Here we want to find the benefits or downfalls of two approaches for making a marketing budget: based on your revenue or based on your known conversion rates. Right off the bat I’ll disclose which I prefer so that you’ll be aware of any bias: conversions.

Many times we’ve established marketing budgets based on the previous year or quarter’s revenue. Depending on the time of year, product or service and distinct goals, we’ll give the marketing budget a wide window of between 10 and 15% of revenue. Immediately, this method lets you know exactly what you have to work with and as your business grows, so does your budget, which, provided you have a high ad efficiency, it will give you continued growth and predictable marketing costs.

OK… but what if you’re in a situation where last year’s sales were not as good as you want and this year you want to be aggressive? How can you be aggressive with your online marketing efforts in a more intelligent way than just throwing more money at it?

Welcome to why conversions can be wonderfully cool and helpful. Lots of good conversion data can help you take well-calculated risks when targeted a specific sales number or amount.

Basing a marketing budget on conversions doesn’t look at the money you’ve made, but rather the money you want to make in that period. We like to look forward and what we will achieve rather than behind at what we’ve already done.

This requires that you have solid historical marketing and sales data, and are ready and willing to do more math that a single percentage calculation. For the sake of example, lets assume you have accurate conversion data for 1000 sales beginning with website visits, leads, and sales. Ideally, your sales conversions broken down into product profit categories that are weighted appropriately – this allows you to make judgements both quantitatively (number of products sold) and qualitatively (amount of profit for products sold). In short, this gives you some room to spend more for marketing products that give you a higher profit margin.

The basic quantity and quality conversions:

  1. Visit -> Lead -> Sale :: (quantity)
  2. Visit -> Lead (cost for lead) -> Sale (cost for sale) -> Profit :: (quality)
The vital data I keep with me and have at the top of the report lists at all times:
  1. Cost Per Lead  (General and by Category)
  2. Cost Per Sale (General and by Category)
  3. Cost Per Visit (Generalized with all traffic sources)
  4. Profit by Category

Every day. Look at it every day. Know it.

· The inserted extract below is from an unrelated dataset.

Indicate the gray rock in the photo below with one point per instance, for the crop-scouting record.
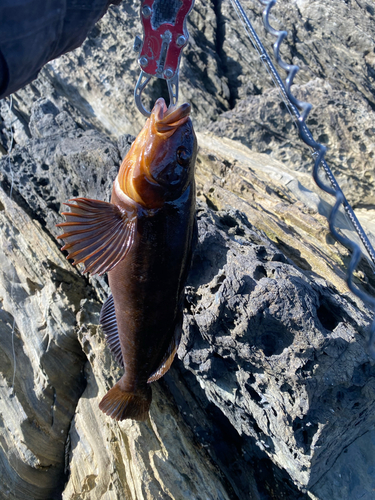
(275, 388)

Know the trends by day or the week and month of the year. You’ll start to get intuitive about the trends the more you watch and compare reports.

You’ve most likely noted in your head already that the latter needs to be broken into products or product category so that you can see which have the lowest cost per lead, cost per sale, and the highest profit margin. Those break downs give you both where to put money insofar as what is working, and for those products that are not getting a good margin, you have identified areas that need to be improved in the sales process or product itself.

If the above case you see how much money needs to go in in order to get another amount (profit) at the end. Of course, this isn’t perfect… people change, trends change, but it’s a guide based on numbers with which you can be confident to exercise.

Let’s say you combine all your products and marketing, and get an advertising/marketing margin or ROI of 90% (for those of you who read between the lines… yes, this approach is pretty much the inverse of looking back and previous revenue). From that point, determine what your profit needs to be, and then you know how much (generally) to spend.

This is more helpful, however, when you break it down into product categories as mentioned above, so that you can gauge by each campaign and product which is getting the best margin individually, and which are not. If there’s enough of a market to focus on the high-margin products: do it! And, of course, focus on optimizing the products and campaigns that are not getting you a desired return.

For quantity (for example if you have one product or service) you work backwards in the same way. Let’s say you have a 5% visit to lead conversion, and a 30% lead to sale conversion. If you need to make 50 sales you in turn need 167 leads, and (rounded) 3400 visits. If you’re conversion data is very good, then you know how many come from organic search, search engine marketing, social media, traditional media, and pay per lead sources – combine those and you know how much you need to spend in each channel to get those 50 sales.

It’s not a guarantee to get you the numbers, but it’s a good way to make projections and be proactive about making a marketing budget based on goals rather than reactive based on the past.